A close talmid, himself a baal tokea for many years, once asked Rav Gershon to reveal the lofty kavanos that should accompany the sounding of the shofar. Rav Gershon replied characteristically, “Have kavanah only to help your listeners fulfill their obligations and to give them the zechus of performing the mitzvah of shofar. That is, the best possible intent.” Indeed, this was Rav Gershon’s attitude throughout the year. Like a human shofar, he sought to awaken us to the realities of the world, to motivate us to purify and to teach us about obligations in this world. And this was born of the selfless desire to do good to others.”

There is a famous saying, “life is not a bowl of cherries.” I always took it to mean how delicious and nourishing cherries are even though they have pits inside of them. There are many pitfalls, many ups and downs, many challenges, and difficulties in life, but with the help of H we can meet those challenges, those pitfalls and difficulties and find a silver lining in them. There are many golden opportunities. We not only have to make the best of those situations but find goodness in them. With our love in H, our tefilos and our mitzvos we can find happiness and kindness. When alone in our home we can find a private place to say our bakashos to H. For those who have had the opportunity of going to Kever Rochel, we remember the tears of Mammeh Rochel from the depths of her heart. We do not have to travel any distance because we are always in the presence of the Ribono shel Olam who hears our tefilos and knows what is in our hearts wherever we may be.

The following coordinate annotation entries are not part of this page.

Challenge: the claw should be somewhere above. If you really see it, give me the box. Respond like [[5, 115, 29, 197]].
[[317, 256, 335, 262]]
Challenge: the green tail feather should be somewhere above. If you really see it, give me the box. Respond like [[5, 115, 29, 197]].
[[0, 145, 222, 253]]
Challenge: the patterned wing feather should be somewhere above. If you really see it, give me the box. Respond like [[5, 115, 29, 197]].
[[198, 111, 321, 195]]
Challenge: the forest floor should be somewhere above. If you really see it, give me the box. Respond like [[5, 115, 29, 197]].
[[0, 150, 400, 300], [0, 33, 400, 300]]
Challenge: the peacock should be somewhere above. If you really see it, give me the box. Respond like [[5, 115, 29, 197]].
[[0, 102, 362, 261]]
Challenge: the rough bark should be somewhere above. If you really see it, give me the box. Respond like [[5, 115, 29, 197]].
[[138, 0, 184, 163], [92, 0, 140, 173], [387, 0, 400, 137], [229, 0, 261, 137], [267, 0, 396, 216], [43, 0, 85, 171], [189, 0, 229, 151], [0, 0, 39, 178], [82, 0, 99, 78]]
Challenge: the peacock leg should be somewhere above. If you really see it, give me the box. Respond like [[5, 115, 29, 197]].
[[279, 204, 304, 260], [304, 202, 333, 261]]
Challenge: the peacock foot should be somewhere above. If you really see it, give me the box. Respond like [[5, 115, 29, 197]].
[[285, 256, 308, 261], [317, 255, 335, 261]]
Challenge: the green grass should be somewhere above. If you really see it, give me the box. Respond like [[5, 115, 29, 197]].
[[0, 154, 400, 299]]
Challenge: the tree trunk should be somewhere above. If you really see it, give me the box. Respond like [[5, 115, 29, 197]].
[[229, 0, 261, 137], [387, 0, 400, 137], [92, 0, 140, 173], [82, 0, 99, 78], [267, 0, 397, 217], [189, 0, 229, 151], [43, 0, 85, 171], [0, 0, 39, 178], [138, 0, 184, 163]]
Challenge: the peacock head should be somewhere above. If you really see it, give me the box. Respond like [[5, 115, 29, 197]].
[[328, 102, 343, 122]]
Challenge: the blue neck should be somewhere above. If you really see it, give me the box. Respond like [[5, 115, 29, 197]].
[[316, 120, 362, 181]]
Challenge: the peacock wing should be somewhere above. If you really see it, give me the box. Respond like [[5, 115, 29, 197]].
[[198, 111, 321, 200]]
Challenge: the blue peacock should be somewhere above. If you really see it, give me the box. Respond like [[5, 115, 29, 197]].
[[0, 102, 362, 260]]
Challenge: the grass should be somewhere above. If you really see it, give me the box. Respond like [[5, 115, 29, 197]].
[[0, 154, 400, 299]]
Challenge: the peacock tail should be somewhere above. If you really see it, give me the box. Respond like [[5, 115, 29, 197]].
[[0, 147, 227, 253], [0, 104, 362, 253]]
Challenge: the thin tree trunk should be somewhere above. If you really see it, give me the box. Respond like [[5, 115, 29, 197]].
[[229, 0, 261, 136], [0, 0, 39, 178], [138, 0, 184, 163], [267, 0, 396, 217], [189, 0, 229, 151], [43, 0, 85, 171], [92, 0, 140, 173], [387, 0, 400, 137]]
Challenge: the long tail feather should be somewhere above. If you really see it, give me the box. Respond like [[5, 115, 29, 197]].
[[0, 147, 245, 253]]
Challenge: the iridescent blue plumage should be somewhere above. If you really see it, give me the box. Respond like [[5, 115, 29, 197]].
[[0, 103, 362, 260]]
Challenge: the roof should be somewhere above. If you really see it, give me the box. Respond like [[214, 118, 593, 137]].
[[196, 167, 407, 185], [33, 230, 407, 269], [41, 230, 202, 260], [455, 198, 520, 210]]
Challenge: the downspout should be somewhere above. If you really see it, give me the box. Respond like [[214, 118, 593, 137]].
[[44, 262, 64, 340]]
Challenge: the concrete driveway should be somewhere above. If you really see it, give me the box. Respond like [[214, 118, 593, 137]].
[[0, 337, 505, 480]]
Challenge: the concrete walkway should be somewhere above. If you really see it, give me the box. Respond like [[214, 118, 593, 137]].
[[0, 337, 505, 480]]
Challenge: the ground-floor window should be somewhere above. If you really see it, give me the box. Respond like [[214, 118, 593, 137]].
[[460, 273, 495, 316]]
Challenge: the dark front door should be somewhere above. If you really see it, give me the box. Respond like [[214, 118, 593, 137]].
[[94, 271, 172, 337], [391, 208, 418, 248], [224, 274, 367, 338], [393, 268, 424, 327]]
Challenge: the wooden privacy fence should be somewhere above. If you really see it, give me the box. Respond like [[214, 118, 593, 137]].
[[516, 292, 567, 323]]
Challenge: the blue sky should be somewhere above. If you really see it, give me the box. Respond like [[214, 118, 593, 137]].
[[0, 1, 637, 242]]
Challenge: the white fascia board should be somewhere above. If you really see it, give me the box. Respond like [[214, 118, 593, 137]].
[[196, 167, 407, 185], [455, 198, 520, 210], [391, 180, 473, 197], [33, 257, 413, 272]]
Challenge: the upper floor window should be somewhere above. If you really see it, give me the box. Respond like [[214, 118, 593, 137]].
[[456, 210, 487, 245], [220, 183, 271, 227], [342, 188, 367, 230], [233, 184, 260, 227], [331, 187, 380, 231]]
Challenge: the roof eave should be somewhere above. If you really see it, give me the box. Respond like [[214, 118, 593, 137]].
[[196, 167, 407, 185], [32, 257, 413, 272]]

I hope reading my reflections parts 1-6, have given my readers another vision of what life has been like being on the other side of the bed and returning back to daily life. My hope is to make my life as fulfilling and rewarding as possible. I give thanks to the Ribono shel Olam for everything. I am mispallel to continue to accomplish many things in my professional and personal life and to be a source of helping others in their time of need. I am grateful for all those I have collaborated with professionally and those who mean so much to me personally.

May we be zoche for our tefilos to reach Shomayim from the depths of our hearts with all our love for Hakadosh Baruch Hu. Amein.